Hi Lads need your help big time
Got a problem with my pump,water is getting to pump but none out other side to di ...
Keeps flashing p5,was working on/off but now nothing.I read here maybe pressure switch,where is that ?? also i checked wiring and all seems ok,just seems air locked (or is it the pump is knackered,its about just under 2 years old)
Thank you guys for coming in on this one I am a bit slow this morning.
The PS message is going to come up for one of two reasons 1st the pressure switch has activated due to high pressure. 2nd an electrical fault.
Below is some of the causes and fault finding:
If PS is displayed, this means that the pump's pressure switch has been operated due to a high build up of pressure in your system. The controller is set to work with a 5.2 litre per minute pump up to about 100psi although it will work at higher ranges. It is worth pointing out that the controller does not activate the pump pressure switch. The controller is simply telling you the PS has opened. This will happen in because:
A. High pressure builds up in your system. The controller sets the water flow rate. The largest factors affecting pressure are jet size and hose size. The faster the flow rate and the greater the resistance to this flow, the greater the pressure. The controller monitors the build up of this pressure however it can only affect it through the flow rate you select.
B. The pump has become disconnected. Please see our wiring diagram in the user guide for correct connections. The controller checks for electrical current to the pump and if the controller cannot detect a pump in the circuit the default message is PS.
Common causes for the pressure switch operating are:
1. A restriction to the water flow, i.e. from a twisted hose.
2. Blocked or small water jets. (We recommended that the jets are no smaller than 2mm).
3. Grit or dirt trapped in the system.
4. Air trapped in the system.
5. Prolonged shut off of the water flow.
6. Check the wiring connections between the pump and controller. If there is a break or damaged connection the control can not see the pump.
7. In some case finding the restriction that has caused the high pressure is a process of elimination. Start by removing the brush and jets, does this clear the restriction? If 'no' then remove the pole hose and so on until you are back to the delivery pump outlet. Bear in mind that some hose reels have a non-return valve and in some cases these can jam causing high back pressure.
8. During very cold periods Ice can form in the Pump or hose line. Ice will obstruct the line and cause high back pressure build up. In turn this will activate the pump pressure switch.

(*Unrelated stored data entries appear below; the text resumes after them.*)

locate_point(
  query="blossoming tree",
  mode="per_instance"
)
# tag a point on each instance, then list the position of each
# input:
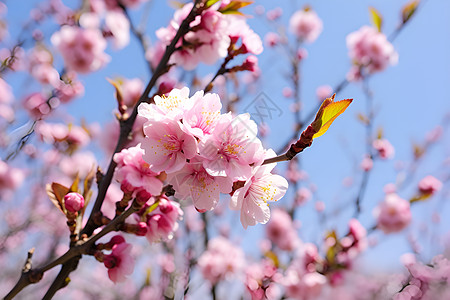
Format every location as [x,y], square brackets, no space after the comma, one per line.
[183,164]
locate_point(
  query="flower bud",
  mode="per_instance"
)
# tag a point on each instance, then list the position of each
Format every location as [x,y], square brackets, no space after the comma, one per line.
[73,202]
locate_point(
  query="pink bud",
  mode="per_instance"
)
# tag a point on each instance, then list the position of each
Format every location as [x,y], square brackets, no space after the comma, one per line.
[429,185]
[302,53]
[126,187]
[73,202]
[141,229]
[117,239]
[250,63]
[109,261]
[142,197]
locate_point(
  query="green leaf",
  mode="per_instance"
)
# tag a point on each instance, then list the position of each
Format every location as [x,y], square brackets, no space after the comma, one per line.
[376,18]
[234,6]
[328,112]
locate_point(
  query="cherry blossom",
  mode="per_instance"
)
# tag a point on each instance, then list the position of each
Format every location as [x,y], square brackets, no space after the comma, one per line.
[167,145]
[221,260]
[73,202]
[119,263]
[194,183]
[134,171]
[232,147]
[82,49]
[254,197]
[370,49]
[162,223]
[393,214]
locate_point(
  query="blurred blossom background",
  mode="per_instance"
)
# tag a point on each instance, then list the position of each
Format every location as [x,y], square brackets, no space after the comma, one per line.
[404,99]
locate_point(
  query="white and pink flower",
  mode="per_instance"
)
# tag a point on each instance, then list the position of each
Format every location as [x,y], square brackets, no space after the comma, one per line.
[167,145]
[393,214]
[162,222]
[134,172]
[305,25]
[232,147]
[258,191]
[194,183]
[82,49]
[119,263]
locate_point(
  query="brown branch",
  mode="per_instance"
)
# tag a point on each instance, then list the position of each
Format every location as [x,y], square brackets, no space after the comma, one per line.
[30,276]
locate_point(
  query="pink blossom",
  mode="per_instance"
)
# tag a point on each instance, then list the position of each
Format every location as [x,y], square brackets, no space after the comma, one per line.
[132,3]
[232,147]
[305,25]
[171,107]
[73,202]
[252,199]
[250,63]
[202,118]
[69,88]
[370,49]
[384,148]
[36,105]
[390,188]
[46,74]
[167,145]
[194,183]
[207,43]
[281,231]
[119,263]
[303,286]
[162,222]
[6,93]
[155,53]
[260,280]
[429,185]
[82,49]
[393,214]
[358,236]
[287,92]
[367,164]
[133,170]
[222,260]
[323,92]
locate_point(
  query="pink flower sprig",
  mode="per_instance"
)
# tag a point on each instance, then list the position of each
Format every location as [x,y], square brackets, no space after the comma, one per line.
[119,263]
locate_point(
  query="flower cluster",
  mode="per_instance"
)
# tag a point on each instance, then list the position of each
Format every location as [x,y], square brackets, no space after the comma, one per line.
[369,49]
[205,153]
[82,49]
[393,214]
[212,36]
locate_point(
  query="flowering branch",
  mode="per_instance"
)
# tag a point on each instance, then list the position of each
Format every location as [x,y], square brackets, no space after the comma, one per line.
[125,128]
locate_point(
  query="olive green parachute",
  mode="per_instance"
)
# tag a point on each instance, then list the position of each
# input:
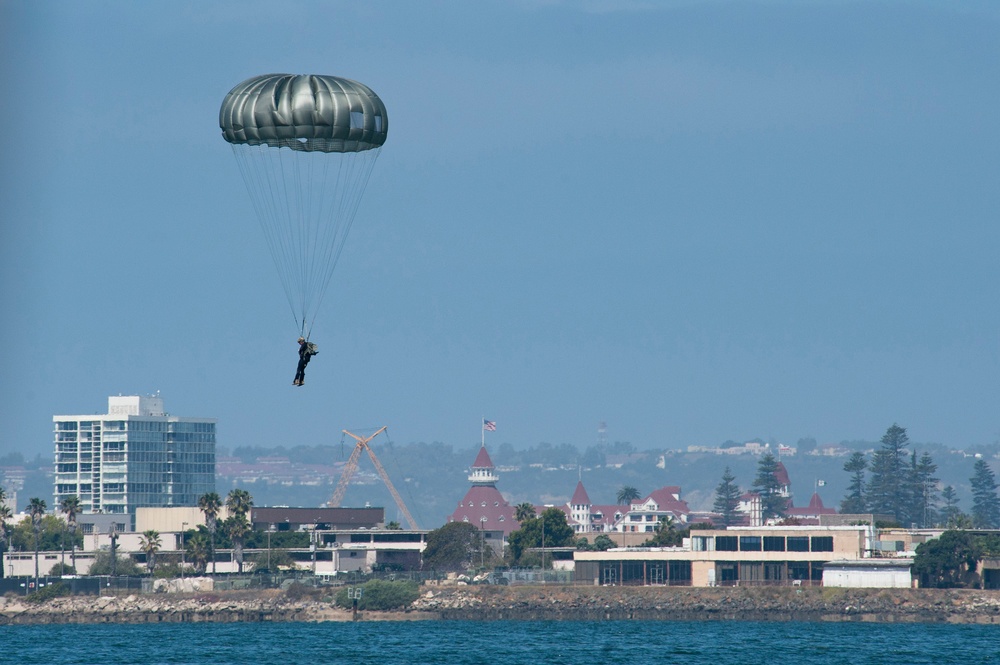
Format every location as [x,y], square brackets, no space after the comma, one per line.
[306,146]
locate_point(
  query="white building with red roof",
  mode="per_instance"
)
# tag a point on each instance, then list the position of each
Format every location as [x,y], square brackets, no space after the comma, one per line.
[585,517]
[483,506]
[644,515]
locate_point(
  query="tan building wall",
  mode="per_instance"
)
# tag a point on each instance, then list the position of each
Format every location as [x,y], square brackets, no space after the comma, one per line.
[701,552]
[171,519]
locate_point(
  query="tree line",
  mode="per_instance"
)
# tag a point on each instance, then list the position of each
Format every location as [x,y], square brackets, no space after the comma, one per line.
[902,486]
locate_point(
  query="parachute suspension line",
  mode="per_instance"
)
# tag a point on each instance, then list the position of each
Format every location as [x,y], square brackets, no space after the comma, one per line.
[359,169]
[305,203]
[252,163]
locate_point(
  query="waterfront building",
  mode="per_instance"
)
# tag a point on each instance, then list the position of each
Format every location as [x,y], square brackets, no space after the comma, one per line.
[136,455]
[483,506]
[728,557]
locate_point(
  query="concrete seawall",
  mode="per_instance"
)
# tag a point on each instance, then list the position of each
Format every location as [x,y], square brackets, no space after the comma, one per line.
[534,603]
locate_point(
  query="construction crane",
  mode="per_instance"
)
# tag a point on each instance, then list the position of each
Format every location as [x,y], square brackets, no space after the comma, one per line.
[352,466]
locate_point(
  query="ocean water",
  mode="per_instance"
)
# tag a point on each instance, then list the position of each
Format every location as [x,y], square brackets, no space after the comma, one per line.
[503,643]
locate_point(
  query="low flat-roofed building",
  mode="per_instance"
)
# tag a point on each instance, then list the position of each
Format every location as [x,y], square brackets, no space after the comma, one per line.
[869,573]
[309,519]
[729,557]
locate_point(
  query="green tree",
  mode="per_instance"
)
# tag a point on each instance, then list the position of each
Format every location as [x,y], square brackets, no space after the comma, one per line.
[985,503]
[453,547]
[948,561]
[627,494]
[150,544]
[951,513]
[36,509]
[547,530]
[71,507]
[886,492]
[237,527]
[210,504]
[5,516]
[239,502]
[854,502]
[772,503]
[197,550]
[524,511]
[923,490]
[727,499]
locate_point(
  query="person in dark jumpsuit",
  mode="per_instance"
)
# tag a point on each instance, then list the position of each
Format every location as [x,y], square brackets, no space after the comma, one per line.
[304,357]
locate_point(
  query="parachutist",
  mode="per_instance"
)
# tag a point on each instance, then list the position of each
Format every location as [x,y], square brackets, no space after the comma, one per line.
[306,351]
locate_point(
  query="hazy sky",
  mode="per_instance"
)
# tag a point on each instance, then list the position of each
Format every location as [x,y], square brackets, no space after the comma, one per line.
[694,221]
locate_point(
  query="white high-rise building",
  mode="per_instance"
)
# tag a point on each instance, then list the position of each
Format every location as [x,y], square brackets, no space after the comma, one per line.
[134,456]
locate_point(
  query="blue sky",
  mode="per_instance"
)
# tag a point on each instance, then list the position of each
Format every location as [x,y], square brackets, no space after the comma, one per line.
[694,221]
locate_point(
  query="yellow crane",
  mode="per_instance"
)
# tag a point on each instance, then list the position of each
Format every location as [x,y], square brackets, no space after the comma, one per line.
[352,466]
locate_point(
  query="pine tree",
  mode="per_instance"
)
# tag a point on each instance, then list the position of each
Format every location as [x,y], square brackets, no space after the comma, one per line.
[923,486]
[985,502]
[854,502]
[887,488]
[727,499]
[772,503]
[951,513]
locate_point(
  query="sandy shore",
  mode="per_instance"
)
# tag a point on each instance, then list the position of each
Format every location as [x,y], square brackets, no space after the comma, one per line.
[531,603]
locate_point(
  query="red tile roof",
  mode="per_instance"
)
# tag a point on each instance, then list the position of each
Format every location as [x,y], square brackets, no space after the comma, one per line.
[580,497]
[483,460]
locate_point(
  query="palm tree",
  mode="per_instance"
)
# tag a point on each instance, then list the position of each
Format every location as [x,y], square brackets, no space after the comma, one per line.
[210,504]
[149,543]
[36,508]
[70,506]
[5,516]
[237,527]
[523,512]
[239,502]
[628,494]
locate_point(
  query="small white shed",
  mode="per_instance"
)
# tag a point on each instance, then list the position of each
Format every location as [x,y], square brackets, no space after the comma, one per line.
[868,573]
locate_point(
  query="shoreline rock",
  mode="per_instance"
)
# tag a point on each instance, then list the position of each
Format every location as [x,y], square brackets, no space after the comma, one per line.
[533,603]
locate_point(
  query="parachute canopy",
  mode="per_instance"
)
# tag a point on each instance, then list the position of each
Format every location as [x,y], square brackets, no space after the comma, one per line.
[308,113]
[306,196]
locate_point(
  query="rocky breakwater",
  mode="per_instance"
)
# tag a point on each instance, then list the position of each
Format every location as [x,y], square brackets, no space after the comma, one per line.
[701,604]
[157,608]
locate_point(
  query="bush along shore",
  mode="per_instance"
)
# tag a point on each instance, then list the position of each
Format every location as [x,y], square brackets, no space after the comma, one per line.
[529,603]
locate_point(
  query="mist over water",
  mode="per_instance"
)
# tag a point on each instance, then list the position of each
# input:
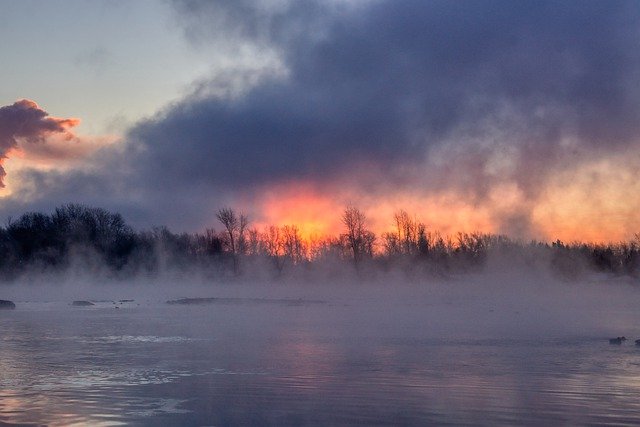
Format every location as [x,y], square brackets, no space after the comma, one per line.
[474,349]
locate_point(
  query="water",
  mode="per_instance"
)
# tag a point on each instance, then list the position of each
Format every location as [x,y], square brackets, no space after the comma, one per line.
[354,359]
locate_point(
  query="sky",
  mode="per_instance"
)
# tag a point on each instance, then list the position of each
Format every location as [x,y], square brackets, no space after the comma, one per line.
[518,118]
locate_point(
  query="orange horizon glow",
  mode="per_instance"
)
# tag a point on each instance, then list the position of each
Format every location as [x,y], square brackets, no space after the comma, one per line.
[564,211]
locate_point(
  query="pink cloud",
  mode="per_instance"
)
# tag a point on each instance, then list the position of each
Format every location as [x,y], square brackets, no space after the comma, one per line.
[25,121]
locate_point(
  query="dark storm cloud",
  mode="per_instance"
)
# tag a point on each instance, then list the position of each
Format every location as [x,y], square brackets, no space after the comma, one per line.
[384,82]
[25,120]
[435,95]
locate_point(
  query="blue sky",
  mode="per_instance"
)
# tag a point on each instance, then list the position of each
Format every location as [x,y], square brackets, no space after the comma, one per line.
[110,62]
[508,117]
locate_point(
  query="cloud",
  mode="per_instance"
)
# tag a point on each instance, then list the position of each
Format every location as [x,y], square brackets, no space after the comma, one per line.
[25,121]
[482,104]
[468,95]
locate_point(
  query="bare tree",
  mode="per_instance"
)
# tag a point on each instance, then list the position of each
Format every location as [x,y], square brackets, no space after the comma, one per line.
[230,221]
[359,240]
[293,245]
[235,226]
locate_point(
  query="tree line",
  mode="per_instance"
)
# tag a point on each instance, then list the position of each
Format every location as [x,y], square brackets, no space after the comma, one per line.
[94,239]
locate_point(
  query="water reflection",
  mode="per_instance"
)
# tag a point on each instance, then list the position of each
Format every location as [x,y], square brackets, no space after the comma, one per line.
[322,365]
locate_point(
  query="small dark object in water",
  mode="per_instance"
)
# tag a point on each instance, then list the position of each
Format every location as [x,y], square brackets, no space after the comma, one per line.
[6,305]
[82,303]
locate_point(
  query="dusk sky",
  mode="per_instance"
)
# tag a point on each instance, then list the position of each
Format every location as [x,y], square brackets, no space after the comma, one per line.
[514,117]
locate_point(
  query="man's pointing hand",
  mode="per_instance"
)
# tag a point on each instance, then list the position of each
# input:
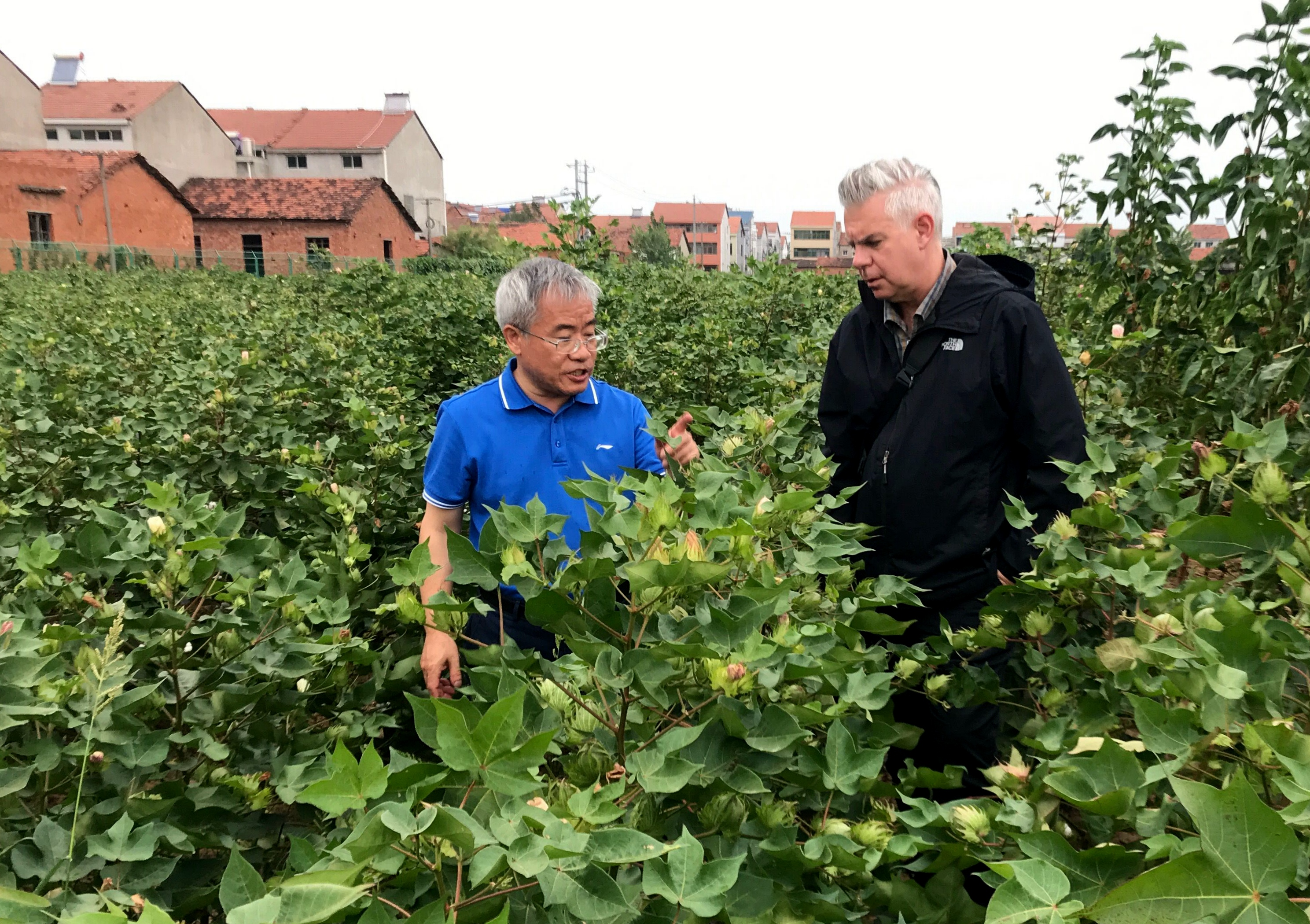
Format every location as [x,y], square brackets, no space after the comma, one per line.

9. Blocked Tank breather hole.
Blocking the tank breather hole can result in high pressure build up. As the tank empties the Pump will also draw air from the tank which is now effectively air tight. As air is drawn through the pump a Vacuum is created in your tank this will cause the tank contract ( Like a kids drink carton ) and high pressure in yours system.
Note: as B above:
The controller carries out an electrical test to ensure the pump and pressure switch are in the circuit. If the pump can not detect the pump due to damaged cable/connectors the control will display PS (pressure switch) as a default message. This is one of the crucial protections we put in place. The control no longer passes any current to the pump but instead retests the condition every few seconds. This prevents a dangerous condition occurring for example ( a loose moving or damaged connection touching ground (Van panels) because the controller is now limiting the energy.
Connectors and terminal blocks can also be a source of volt drop for this reason regularly inspecting your connectors replacing any that are worn or damaged is a good idea. Also check connections are secure with good contact to the copper core.
Check for any damaged cable where insulation has been chaffed exposing the copper core not only is there a risk of a short knocking out the fuse the exposed core can be a source of volt drop and become very hot in some circumstance,s this heat can be sufficient to melt insulation and fuse increasing the risk of fire.
An Issue with old connectors is corrosion something that is difficult to avoid in a wet environment such as WFP so keeping connections as dry as possible by placing cable into conduit is a good idea. Corrosion will increase the resistance of the connector and in turn volt drop across the connector.
A badly worn or corroded connector can become an energy wasting resistor. If your connectors are excessively hot they either need replacing or tightening, as your are wasting precious battery power.
The harder the pump works, the more current will be drawn. With poor connections in a system this will increase the energy lost in heat. Because Power = I*I*R (current squared multiplied by the connector's resistance). So the power lost in a bad connector is actually increasing exponentially. Compared to the energy consumed by the pump this is small. But every little helps!
A good connector should only feel warm to the touch in normal use.